N-Gram Pattern Recognition using Multivariate-Bernoulli Model with Smoothing Methods for Text Classification

24th Signal Processing and Communication Application Conference (SIU), Zonguldak, Türkiye, 16 - 19 Mayıs 2016, ss.597-600

Yayın Türü: Bildiri / Tam Metin Bildiri
Cilt numarası:
Doi Numarası: 10.1109/siu.2016.7495811
Basıldığı Şehir: Zonguldak
Basıldığı Ülke: Türkiye
Sayfa Sayıları: ss.597-600
Anahtar Kelimeler: Naive Bayes, text pattern recognition, smoothing methods, classification, n-gram, LANGUAGE, PROBABILITIES
Kocaeli Üniversitesi Adresli: Hayır

Özet

In this paper, we mainly study on n-gram models on text classification domain. In order to measure impact of n-gram models on the classification performance, we carry out Naive Bayes classifier with various smoothing methods. Naive Bayes classifier has generally used two main event models for text classification which are Bernoulli and multinomial models. Researchers usually address multinomial model and Laplace smoothing on text classification and similar domains.

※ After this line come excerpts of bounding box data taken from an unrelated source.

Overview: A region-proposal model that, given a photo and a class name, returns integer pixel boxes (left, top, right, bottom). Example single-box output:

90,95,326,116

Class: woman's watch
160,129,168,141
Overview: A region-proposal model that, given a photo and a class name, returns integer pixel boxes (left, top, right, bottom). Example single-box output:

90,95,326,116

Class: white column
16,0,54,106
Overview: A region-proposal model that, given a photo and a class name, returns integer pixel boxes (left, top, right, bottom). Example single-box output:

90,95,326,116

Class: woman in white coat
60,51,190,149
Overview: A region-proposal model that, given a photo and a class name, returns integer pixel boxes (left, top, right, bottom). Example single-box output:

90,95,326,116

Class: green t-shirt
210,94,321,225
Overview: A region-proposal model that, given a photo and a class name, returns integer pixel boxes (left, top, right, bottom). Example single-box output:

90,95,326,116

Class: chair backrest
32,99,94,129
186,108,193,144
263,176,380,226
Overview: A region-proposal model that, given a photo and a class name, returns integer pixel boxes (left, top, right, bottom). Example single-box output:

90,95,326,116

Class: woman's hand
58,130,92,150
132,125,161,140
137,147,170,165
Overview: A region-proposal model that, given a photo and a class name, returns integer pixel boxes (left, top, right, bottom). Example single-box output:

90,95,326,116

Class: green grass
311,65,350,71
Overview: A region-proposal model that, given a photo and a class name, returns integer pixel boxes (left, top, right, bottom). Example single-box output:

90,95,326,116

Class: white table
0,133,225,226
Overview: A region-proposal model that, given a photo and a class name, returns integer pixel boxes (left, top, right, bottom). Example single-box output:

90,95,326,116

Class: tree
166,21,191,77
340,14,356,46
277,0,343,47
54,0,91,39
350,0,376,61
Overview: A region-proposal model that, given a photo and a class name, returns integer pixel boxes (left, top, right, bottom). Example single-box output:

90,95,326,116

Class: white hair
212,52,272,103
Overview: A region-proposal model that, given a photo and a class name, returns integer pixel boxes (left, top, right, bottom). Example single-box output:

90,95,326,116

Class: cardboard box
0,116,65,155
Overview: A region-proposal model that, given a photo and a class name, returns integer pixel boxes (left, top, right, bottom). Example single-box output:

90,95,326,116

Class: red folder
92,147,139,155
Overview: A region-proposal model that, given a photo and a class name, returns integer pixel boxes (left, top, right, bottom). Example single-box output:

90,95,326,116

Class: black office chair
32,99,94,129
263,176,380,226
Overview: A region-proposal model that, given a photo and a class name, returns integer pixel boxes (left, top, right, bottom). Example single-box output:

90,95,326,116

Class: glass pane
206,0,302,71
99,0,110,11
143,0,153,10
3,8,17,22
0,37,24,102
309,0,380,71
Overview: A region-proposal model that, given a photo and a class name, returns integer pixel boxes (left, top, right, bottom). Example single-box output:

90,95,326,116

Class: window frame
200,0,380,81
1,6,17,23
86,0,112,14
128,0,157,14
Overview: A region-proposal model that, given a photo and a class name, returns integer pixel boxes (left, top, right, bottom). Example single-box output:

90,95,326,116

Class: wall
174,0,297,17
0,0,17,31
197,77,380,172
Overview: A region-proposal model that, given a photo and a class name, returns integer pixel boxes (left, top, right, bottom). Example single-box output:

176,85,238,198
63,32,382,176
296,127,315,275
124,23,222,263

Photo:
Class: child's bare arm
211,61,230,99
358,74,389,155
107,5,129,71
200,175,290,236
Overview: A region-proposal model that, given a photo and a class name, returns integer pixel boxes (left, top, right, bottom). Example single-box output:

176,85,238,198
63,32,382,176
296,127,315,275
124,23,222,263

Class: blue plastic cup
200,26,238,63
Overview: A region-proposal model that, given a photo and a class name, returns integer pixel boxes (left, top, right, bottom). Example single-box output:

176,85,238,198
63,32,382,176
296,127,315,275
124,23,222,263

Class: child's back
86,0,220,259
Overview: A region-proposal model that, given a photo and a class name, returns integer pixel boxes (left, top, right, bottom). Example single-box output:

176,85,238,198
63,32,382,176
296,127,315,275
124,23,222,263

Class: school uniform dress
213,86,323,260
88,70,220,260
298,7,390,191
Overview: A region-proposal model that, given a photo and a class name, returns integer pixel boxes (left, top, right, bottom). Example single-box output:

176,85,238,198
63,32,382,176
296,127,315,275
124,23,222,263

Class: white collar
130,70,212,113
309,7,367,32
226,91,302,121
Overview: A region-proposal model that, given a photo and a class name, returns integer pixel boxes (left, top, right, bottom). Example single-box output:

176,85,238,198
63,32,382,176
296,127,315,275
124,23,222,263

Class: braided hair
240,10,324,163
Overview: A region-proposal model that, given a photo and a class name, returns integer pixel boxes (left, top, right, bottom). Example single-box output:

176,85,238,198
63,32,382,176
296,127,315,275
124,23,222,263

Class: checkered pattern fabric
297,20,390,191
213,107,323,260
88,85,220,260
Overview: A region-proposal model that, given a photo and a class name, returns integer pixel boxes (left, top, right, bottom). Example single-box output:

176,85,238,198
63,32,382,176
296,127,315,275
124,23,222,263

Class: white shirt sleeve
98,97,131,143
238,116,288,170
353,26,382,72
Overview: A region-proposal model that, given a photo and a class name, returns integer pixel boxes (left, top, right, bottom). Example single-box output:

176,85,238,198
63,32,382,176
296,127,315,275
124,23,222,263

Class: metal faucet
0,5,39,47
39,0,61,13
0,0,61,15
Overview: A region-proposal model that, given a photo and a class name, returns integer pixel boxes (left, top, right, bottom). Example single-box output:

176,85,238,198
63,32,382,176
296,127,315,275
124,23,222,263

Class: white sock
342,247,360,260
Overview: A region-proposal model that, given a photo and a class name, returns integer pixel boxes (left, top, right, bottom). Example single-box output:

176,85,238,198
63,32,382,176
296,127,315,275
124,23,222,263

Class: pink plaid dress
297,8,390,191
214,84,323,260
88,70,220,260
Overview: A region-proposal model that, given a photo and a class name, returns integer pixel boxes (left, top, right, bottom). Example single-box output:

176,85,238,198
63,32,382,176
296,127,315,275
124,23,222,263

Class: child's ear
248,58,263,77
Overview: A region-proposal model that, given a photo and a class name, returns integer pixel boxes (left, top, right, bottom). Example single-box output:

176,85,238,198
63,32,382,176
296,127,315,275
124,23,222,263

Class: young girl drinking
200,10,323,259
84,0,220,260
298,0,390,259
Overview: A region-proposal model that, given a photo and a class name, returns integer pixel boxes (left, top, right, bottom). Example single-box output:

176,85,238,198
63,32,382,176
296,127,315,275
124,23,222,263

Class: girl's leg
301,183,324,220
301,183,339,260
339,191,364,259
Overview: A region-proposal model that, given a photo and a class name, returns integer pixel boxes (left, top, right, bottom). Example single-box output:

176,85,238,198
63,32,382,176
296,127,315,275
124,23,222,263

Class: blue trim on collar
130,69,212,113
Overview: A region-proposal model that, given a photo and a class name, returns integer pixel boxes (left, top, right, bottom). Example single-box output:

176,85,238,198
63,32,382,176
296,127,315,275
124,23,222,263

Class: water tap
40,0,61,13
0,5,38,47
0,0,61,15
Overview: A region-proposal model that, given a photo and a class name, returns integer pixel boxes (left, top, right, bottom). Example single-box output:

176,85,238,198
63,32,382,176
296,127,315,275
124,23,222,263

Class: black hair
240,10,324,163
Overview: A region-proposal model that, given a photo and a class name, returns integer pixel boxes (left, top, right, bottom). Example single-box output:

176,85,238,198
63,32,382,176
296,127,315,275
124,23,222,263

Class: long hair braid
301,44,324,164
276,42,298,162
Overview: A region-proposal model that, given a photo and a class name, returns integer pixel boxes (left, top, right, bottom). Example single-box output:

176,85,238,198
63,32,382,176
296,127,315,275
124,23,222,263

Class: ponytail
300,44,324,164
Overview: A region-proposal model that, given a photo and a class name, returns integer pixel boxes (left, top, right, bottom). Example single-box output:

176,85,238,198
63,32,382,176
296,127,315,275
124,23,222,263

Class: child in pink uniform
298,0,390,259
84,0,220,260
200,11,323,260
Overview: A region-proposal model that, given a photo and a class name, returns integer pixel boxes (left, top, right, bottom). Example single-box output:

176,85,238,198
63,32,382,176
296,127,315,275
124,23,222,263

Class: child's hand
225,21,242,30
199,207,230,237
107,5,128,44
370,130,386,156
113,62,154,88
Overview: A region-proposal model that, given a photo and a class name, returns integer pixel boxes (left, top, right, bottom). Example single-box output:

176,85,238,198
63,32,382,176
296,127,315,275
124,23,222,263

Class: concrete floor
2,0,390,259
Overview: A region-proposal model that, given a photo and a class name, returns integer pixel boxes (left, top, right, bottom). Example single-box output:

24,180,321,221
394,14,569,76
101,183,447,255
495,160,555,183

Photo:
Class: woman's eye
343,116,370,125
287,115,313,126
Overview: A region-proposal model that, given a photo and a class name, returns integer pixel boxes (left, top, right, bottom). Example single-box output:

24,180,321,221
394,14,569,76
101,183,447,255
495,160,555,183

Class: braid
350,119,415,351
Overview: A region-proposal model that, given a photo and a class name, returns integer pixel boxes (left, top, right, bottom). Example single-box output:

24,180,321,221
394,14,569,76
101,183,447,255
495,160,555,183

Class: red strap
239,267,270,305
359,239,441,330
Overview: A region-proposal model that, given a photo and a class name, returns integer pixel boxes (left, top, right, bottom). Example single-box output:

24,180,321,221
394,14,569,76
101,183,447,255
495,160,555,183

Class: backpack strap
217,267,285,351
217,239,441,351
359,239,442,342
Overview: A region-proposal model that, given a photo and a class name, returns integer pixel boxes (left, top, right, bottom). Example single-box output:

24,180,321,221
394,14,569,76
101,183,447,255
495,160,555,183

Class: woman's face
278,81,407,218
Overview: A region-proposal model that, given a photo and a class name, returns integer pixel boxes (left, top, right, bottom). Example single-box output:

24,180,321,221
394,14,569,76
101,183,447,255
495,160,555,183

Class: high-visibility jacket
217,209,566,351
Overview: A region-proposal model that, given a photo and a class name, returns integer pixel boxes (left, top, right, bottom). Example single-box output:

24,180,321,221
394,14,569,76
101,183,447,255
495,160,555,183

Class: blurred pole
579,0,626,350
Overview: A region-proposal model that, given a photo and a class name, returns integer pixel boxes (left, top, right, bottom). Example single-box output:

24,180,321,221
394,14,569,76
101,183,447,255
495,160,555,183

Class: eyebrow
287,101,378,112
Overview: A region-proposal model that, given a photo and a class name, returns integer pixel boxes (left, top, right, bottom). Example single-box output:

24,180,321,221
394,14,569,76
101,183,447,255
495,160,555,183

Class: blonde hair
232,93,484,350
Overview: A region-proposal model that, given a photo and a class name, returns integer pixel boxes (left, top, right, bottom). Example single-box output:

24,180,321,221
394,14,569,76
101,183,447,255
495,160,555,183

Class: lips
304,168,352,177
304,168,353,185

The objective of this study is to demonstrate the classification performance of event models of Naive Bayes by analyzing both event models with different smoothing methods and using n-gram models from a different perspective. In order to find various patterns between two event models, we carry on experiments a large Turkish dataset. Experiment results indicate that Bernoulli event model with an appropriate smoothing method can outperform on most of the n-gram models.